Sambia

Sambia (Russian: Земландский полуостров, Zemlandsky poluostrov, literally the Zemlandsky Peninsula) or Samland[1] () is a peninsula in the Kaliningrad Oblast of Russia, on the southeastern shore of the Baltic Sea. The Curonian Lagoon (to the north-east) and the Vistula Lagoon (on the southwest) demarcate the peninsula. Prior to 1945 it formed an important part of East Prussia.

Contents

Names

Sambia is named after the Sambians, an extinct tribe of Old Prussians. Samland is the name for peninsula in the Germanic languages. Polish and Latin speakers call the area Sambia, while the Lithuanian name is Semba.

History

Sambia was originally sparsely populated by the Sambians. The German Teutonic Knights conquered the region during the 13th century and the Bishopric of Samland became, along with Bishopric of Pomesania, Bishopric of Ermland, and Bishopric of Culm, one of the four dioceses of Prussia in 1243. Settlers from the Holy Roman Empire began colonizing the region, and the Sambian Prussians gradually became assimilated. The peninsula was the last area in which the Old Prussian language was spoken before becoming extinct at the beginning of the 18th century.

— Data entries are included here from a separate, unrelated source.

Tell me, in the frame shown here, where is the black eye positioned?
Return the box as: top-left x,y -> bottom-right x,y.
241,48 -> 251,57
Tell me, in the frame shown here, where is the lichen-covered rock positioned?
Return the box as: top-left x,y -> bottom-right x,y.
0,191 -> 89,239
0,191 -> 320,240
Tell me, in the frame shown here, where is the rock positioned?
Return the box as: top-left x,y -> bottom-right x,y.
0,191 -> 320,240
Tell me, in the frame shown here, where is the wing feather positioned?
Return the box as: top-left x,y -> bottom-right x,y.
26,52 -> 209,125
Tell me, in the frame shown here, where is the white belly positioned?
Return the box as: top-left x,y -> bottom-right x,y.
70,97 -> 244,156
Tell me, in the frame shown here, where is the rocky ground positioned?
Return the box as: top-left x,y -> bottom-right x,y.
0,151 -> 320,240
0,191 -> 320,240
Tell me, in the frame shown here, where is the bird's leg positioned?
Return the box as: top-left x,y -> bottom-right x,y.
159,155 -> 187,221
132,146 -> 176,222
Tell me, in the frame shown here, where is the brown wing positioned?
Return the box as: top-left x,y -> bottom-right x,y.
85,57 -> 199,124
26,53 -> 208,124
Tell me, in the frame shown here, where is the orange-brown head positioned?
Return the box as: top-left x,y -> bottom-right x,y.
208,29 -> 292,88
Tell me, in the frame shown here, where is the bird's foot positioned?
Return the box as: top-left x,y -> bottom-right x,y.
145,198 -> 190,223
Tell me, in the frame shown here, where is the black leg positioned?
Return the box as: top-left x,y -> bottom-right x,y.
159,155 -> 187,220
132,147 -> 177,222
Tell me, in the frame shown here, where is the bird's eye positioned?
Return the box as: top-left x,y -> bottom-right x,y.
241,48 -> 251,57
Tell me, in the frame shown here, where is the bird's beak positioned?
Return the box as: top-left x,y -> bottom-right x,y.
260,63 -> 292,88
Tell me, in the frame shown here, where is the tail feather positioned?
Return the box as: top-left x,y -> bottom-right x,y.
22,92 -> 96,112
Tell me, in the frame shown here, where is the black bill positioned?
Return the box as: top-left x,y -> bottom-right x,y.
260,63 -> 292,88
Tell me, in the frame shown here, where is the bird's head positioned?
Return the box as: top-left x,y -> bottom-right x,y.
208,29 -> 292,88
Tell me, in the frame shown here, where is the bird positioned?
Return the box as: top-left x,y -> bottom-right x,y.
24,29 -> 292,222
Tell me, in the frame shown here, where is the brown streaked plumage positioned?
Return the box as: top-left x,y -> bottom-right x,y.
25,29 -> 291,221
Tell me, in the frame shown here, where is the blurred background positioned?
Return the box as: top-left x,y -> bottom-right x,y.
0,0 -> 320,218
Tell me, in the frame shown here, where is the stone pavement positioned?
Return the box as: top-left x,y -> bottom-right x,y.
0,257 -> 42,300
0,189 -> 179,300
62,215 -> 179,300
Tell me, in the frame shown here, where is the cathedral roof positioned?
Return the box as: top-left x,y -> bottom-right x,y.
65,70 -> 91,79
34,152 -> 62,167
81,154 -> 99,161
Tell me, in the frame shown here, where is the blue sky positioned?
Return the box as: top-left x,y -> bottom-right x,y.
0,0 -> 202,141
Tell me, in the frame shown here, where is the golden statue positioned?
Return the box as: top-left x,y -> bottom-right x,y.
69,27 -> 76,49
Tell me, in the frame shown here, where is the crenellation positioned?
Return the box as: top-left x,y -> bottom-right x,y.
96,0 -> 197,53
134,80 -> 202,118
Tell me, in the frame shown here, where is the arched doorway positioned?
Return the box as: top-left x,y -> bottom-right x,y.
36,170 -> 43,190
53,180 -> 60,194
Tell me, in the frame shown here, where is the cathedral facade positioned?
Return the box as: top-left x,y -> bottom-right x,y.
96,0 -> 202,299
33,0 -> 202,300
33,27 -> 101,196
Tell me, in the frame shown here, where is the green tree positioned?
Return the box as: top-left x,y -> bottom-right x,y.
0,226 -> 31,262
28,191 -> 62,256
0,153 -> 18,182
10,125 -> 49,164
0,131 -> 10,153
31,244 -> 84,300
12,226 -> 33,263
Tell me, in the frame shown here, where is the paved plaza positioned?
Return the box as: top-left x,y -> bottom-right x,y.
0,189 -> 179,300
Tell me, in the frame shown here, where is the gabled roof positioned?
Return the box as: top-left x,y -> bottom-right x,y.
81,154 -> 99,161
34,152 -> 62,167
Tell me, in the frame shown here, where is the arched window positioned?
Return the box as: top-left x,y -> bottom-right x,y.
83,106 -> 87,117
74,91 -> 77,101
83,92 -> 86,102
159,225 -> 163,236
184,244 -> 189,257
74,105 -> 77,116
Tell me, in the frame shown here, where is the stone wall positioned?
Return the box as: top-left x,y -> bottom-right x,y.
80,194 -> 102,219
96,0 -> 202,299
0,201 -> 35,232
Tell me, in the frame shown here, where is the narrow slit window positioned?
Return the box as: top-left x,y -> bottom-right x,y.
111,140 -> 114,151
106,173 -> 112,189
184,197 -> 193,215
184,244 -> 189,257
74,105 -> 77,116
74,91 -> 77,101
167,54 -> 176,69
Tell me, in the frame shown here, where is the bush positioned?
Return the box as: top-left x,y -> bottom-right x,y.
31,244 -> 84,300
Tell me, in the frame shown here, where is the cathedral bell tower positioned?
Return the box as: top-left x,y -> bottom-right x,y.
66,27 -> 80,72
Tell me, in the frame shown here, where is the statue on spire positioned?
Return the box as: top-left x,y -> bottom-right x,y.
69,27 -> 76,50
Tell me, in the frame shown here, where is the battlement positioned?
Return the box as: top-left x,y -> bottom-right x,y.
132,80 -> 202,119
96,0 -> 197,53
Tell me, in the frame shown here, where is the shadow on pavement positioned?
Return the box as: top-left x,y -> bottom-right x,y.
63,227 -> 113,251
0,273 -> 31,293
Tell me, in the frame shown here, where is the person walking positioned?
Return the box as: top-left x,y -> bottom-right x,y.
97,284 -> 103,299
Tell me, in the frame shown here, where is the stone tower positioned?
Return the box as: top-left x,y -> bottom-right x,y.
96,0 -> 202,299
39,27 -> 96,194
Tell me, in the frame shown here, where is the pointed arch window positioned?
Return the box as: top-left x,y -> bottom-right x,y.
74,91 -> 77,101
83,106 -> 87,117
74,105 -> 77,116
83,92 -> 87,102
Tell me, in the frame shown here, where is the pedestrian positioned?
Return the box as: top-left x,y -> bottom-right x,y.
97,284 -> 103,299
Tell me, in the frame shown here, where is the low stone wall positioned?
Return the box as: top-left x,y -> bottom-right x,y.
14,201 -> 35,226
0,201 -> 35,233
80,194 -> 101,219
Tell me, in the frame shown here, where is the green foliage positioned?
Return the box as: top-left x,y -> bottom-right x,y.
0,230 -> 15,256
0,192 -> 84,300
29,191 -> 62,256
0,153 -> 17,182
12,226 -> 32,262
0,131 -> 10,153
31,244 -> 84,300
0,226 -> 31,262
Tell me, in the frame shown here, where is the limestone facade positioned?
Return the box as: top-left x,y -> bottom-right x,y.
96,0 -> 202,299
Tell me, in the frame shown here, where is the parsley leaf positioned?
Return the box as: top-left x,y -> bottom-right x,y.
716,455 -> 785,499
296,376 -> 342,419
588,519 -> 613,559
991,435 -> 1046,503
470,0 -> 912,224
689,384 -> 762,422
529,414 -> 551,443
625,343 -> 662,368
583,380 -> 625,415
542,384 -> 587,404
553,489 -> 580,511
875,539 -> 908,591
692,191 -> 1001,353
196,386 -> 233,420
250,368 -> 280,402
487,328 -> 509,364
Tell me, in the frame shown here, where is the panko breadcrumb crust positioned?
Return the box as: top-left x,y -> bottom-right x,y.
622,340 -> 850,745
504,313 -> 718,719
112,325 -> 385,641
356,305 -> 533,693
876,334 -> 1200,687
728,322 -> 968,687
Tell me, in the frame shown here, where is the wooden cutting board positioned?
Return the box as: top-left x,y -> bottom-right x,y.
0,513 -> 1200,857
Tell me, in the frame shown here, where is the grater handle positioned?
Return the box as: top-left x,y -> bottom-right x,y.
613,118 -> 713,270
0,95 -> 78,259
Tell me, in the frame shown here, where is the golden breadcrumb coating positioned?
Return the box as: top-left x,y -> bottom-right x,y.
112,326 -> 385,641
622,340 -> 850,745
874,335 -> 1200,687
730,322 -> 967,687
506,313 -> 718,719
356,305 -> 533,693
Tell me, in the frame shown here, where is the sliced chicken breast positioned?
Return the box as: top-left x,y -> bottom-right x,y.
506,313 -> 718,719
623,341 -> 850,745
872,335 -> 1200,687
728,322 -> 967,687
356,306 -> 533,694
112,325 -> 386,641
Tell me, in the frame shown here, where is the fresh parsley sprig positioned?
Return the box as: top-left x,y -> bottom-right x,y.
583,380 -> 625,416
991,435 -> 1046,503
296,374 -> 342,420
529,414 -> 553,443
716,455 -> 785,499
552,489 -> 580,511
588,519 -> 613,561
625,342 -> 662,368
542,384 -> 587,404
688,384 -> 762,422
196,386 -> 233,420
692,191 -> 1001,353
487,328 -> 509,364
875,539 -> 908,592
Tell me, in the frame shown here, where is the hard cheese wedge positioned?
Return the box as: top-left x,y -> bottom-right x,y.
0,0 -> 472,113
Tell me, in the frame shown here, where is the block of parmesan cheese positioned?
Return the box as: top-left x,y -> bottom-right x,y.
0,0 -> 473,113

The peninsula became part of the Duchy of Prussia when Albert of Brandenburg-Ansbach, the 37th Grand Master, secularized the Monastic State of the Teutonic Knights in 1525. The Margraviate of Brandenburg inherited the duchy in 1618, and its Hohenzollern ruler proclaimed the Kingdom of Prussia in 1701. Sambia became part of the Province of East Prussia in 1773. (The Kingdom of Prussia completed the unification of Germany by setting up the German Empire in 1871.)

After World War I Sambia formed part of the East Prussian exclave of Weimar Germany. In 1945 after World War II, Poland and the Soviet Union partitioned East Prussia between themselves. Sambia became part of the Soviet Kaliningrad Oblast, named after the nearby city of Kaliningrad (historically German: Königsberg or Polish: Królewiec), and the new authorities expelled its German inhabitants.

The Soviet Union subsequently repopulated Sambia with Russians and Belarusians.

Geography and geology

Baedeker[2] describes Samland as "a fertile and partly-wooded district, with several lakes, lying to the north of Königsberg" (since 1945 Kaliningrad). The highest point, 360 feet, is found twelve miles north of Pereslavskoe (Drugehnen) at the ski resort then called the Galtgarben.[3] There also used to be a Samland railway station. As of 2010 the Pereslavskoe railway station serves the "Blue Arrow" railway line from Kaliningrad to Svetlogorsk.

Sambia includes two famous seaside resorts, Zelenogradsk (Cranz) and Svetlogorsk (Rauschen).

Amber

Amber has been found in the area for over two thousand years, especially on the coast near Kaliningrad. In 1900, amber was chiefly exported to the East for crafting into pipe mouthpieces and ornaments. Until 1918, the right to collect amber was restricted to the Hohenzollern dynasty of Prussia; visitors to Samland's beaches were forbidden to pick up any fragments they found. History and legend tell of the ancient trade routes known as the Amber Road leading from the Old Prussian settlements of Kaup (in Sambia) and Truso (near Elbląg - German: Elbing, near the mouth of the Vistula) southwards to the Black and Adriatic seas.

See also

Footnotes

  1. ^ Samland was also the codename for the USA by the wartime intelligence agency Abwehr (Operation Mincement by Ben MacIntyre)
  2. ^ Karl Baedeker, Northern Germany, Leipzig, London and New York: 1904 (fourteenth revised edition (English language)), pp.177-8.
  3. ^ Some place names given here are in German.